Eça de Queirós, ao anunciar que “outrora no drama, no romance, concebia-se o jogo das paixões a priori; hoje, analisa-se a

posteriori, por processos tão exatos como os da própria fisiologia”, assume uma visão determinista, ao cotejar a literatura

romântica, praticada no passado (“outrora”), e a arte realista, praticada no momento da elocução (“hoje”). Segundo o autor, a primeira prioriza a inspiração e a intuição, sem se pautar nas convicções da realidade exterior – é a arte apriorística e

subjetiva. A segunda, por seu turno, vislumbra a arte como produto da observação e análise do mundo sensível, a partir de uma postura de criticidade racional e científica – é a arte calcada na experimentação científica. Reitere-se que, para Eça de Queirós, as expressões “a priori” e “a posteriori” significam, respectivamente: antes ou independentemente da observação dos fatos; e depois ou em decorrência da observação dos fatos.

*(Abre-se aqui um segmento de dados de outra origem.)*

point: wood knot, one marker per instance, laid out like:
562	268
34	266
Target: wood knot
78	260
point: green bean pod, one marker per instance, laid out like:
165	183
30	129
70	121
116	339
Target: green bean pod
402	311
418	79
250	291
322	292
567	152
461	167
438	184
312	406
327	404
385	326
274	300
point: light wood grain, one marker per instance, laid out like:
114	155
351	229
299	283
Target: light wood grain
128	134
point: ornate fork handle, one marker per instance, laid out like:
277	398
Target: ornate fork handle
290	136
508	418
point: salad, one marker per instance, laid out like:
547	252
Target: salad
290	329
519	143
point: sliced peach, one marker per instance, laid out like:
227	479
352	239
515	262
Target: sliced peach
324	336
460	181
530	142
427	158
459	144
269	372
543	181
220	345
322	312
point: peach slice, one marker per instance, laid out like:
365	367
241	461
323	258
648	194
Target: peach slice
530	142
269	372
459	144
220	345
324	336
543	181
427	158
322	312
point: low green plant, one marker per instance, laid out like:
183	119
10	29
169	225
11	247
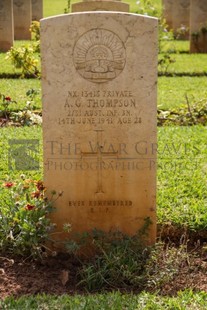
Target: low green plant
5	102
119	260
24	58
27	116
182	32
124	262
24	222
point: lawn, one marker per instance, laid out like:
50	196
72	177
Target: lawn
181	175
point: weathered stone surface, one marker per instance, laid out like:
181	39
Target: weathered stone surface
181	18
100	5
99	73
22	19
198	26
37	9
167	12
6	25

É importante enaltecer que um dos pilares do Naturalismo foi a adoção de princípios mecanicistas e deterministas, que influenciaram a cultura na segunda metade do século XIX. A corroborar, citem-se as palavras do fisiologista Claude Bernard81 – “O determinismo é absoluto tanto para os fenômenos dos corpos vivos como para os dos corpos brutos82” –, a par do trecho do soneto Eu (1935), de Augusto dos Anjos – “(...) Duras leis as que os homens e a hórrida hidra / a uma só lei

biológica vinculam (...)”. Para Augusto dos Anjos83, aliás, a diversidade da realidade se unifica por leis universais e absolutas, o que explicaria, por exemplo, a inexorabilidade das transformações, do amanhã e da morte.

4. IN CA SU

A expressão in casu tem a acepção de “no caso”, podendo ser livremente utilizada nos petitórios. Exemplo: Não pode

prosperar, “in casu”, o argumento expendido pelo Réu.

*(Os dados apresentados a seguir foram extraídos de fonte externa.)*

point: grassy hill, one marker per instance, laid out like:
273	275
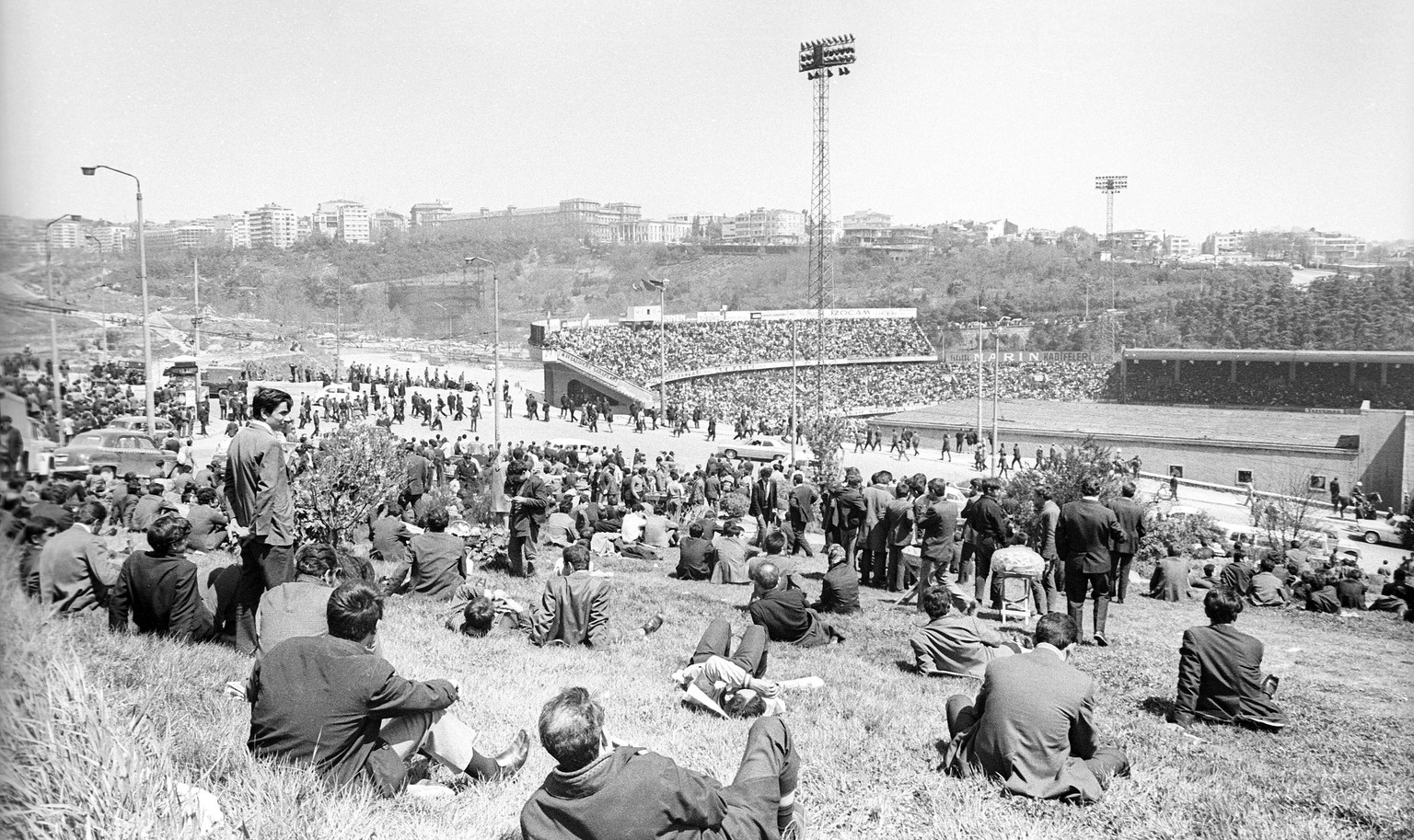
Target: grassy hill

Ademais, pode ser substituída por expressões sinônimas, como: “no caso em tela”, “no caso em comento”, “no presente caso”, “no vertente caso” ou, ainda, insistindo no latim, “no caso ‘sub examine’”– expressão sobremodo elegante, que confere agradável som prosódico ao texto, devendo ser pronunciada como “sub eczâmine”. Traduz-se por “no caso em exame”.

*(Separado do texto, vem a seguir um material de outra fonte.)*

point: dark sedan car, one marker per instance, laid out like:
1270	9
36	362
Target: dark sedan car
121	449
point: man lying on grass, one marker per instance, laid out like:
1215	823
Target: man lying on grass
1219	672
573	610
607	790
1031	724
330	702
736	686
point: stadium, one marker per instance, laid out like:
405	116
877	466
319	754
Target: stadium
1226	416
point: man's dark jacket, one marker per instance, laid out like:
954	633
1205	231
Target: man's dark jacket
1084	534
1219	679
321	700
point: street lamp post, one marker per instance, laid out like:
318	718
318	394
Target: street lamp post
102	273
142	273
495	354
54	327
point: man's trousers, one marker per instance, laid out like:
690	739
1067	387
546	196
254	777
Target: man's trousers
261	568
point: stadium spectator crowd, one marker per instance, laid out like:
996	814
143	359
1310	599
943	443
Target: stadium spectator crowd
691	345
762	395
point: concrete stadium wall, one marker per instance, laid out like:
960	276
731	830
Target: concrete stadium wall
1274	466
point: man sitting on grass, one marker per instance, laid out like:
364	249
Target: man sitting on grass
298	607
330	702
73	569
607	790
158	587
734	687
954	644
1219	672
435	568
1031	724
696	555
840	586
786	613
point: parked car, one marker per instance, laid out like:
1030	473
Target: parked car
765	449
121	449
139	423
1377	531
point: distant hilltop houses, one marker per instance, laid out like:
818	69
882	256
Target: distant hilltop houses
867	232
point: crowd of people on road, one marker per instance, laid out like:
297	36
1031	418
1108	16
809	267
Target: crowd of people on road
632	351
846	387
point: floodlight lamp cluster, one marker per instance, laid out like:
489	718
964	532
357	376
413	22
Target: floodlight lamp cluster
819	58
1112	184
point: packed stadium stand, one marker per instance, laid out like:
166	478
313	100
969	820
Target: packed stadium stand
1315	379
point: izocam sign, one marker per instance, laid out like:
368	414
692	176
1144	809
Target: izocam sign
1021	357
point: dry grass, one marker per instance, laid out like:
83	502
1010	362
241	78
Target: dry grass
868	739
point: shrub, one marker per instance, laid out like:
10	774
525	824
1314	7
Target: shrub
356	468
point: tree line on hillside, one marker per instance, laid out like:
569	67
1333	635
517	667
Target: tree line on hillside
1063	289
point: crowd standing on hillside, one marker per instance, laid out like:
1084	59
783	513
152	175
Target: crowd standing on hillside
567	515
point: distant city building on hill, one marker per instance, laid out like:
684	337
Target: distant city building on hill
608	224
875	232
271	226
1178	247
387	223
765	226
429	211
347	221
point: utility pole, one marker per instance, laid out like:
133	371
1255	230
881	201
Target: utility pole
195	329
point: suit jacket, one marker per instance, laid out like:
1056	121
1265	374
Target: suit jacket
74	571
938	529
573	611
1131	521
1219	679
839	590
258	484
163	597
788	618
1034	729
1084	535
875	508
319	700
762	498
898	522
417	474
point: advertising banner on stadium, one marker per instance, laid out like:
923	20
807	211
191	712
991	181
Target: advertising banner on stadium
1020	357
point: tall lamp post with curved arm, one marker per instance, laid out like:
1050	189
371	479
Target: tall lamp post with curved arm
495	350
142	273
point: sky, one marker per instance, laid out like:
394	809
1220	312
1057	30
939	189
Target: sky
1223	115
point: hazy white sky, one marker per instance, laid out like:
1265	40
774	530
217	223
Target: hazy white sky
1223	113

Nos meios forenses, é comum a dúvida entre a grafia “sub examen” e “sub examine” quando se pretende dizer que a matéria está sendo examinada ou sob exame. Frise-se que, à luz do latim, é possível dirimir a dúvida por meio da análise de expressão latina similar: a locução adverbial “in limine” (ou seja, “desde logo, no início”), originada pelo substantivo “limen”, que significa “limiar, entrada”. O caso nominativo é “limen”; “liminis” é o genitivo e “limine”, o ablativo (caso latino que representa as palavras na função de adjunto adverbial, em que aparece uma preposição, como in, sub, de). Então, como “examen” e “limen” pertencem à mesma declinação (neutros da 3ª), temos, à semelhança de “limen”, “liminis” e “limine” os termos “examen”, “examinis” e “examine”. Consequentemente, redija-se “sub examine”.